Uber registered 41 meetings with Ottawa staff and Councillors, 5 with Christine Hartig as new by-law was being written
Uber acted as a “global lobbying machine,” writes the ICIJ in The Uber Files. Image: ICIJ
In surprising testimony on February 6th, Ottawa Program Manager Christine Hartig indicated that City staff could not charge Uber for violating the law because they could not find Uber.
In a line of questioning regarding why City Enforcement staff were charging individual Uber drivers, but not Uber corporately, Hartig replied, “Uber is an app. Who do you charge?”
Hartig’s LinkedIn profile shows her title as “Program Manager, Operations Support & Regulatory Services, City of Ottawa.” This means she falls into a salary range of $105,581.84 - $133,531.58.
Counsel for plaintiff Metro Taxi Marion Sandilands pointed out that lobbyists for Uber registered 41 meetings with Ottawa City staff and Councillors between October 2014 and April 2016.
Sandilands also noted that Uber registered 25 communications activities directly with Hartig.
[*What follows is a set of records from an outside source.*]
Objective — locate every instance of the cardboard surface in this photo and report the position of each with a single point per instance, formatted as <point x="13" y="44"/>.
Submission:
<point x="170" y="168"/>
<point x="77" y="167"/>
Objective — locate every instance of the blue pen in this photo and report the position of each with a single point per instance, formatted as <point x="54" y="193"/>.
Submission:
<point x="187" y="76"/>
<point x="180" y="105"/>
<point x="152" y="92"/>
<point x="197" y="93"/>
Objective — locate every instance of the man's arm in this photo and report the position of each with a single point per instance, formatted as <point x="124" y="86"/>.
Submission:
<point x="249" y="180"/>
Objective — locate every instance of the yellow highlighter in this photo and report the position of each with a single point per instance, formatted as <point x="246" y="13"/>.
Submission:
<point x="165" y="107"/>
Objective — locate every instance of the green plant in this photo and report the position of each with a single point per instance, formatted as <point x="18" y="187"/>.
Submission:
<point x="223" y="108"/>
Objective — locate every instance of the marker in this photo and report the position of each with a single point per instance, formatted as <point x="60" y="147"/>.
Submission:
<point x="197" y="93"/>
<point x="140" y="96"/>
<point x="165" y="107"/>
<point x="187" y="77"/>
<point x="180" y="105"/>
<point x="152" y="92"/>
Hartig herself met four times with Uber’s Legal Director Jeremy Miller.
When asked to confirm the fact of the meetings and the number of the meetings, Hartig stated that she trusted the Lobbists’ Registry: “If it’s in there, it’s true, I would say.”
On January 27, 2015, the Lobbyist Registry listed a meeting between Christine Hartig and Chris Shaefer, who was then head of Uber Canada.
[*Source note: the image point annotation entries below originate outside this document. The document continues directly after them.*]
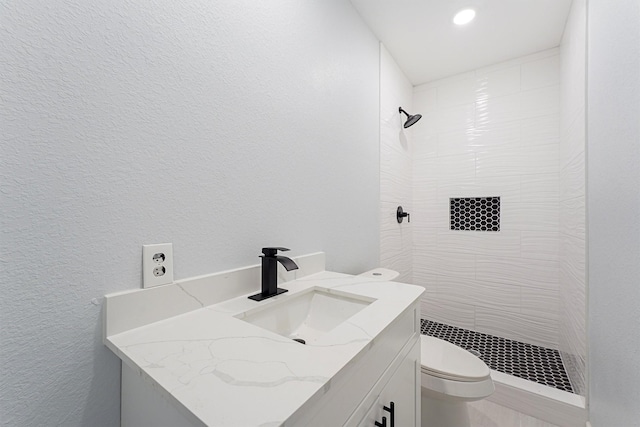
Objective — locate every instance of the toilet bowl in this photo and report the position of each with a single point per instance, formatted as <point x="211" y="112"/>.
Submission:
<point x="450" y="377"/>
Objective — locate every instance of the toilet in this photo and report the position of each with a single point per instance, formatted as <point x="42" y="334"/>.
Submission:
<point x="450" y="376"/>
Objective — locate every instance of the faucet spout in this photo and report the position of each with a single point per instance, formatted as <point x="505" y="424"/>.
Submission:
<point x="287" y="263"/>
<point x="270" y="261"/>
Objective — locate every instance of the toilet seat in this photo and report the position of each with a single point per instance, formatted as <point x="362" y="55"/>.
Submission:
<point x="444" y="360"/>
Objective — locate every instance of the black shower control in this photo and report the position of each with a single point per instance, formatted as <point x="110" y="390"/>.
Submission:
<point x="401" y="214"/>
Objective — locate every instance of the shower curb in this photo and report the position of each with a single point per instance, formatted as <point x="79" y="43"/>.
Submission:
<point x="545" y="403"/>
Sandilands also indicated that Uber listed 57 communications with then-Mayor Jim Watson, and 56 with Councillor Diane Deans.
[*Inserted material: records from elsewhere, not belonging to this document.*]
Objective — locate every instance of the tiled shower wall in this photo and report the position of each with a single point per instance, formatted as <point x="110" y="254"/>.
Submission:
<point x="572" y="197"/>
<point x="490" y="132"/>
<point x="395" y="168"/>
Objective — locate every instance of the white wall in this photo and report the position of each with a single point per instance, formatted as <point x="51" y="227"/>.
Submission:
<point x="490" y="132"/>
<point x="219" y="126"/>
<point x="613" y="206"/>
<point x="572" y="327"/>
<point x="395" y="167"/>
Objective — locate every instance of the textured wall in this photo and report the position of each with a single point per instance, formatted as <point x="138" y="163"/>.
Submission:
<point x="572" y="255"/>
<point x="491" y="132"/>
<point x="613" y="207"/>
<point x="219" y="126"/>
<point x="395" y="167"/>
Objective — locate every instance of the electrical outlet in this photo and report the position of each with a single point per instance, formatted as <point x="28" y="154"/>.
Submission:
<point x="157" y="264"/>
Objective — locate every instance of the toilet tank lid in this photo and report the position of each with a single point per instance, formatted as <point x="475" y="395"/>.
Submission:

In July, 2022, the International Consortium of Investigative Journalists release “The Uber Files,” based upon whistle-blower Mark MacGann’s personal experience of how Uber “muscled into new markets, then managed the fallout, spending gobs of cash on a global influence machine deployed to win favors from politicians, regulators and other leaders, who were often eager to lend a hand.”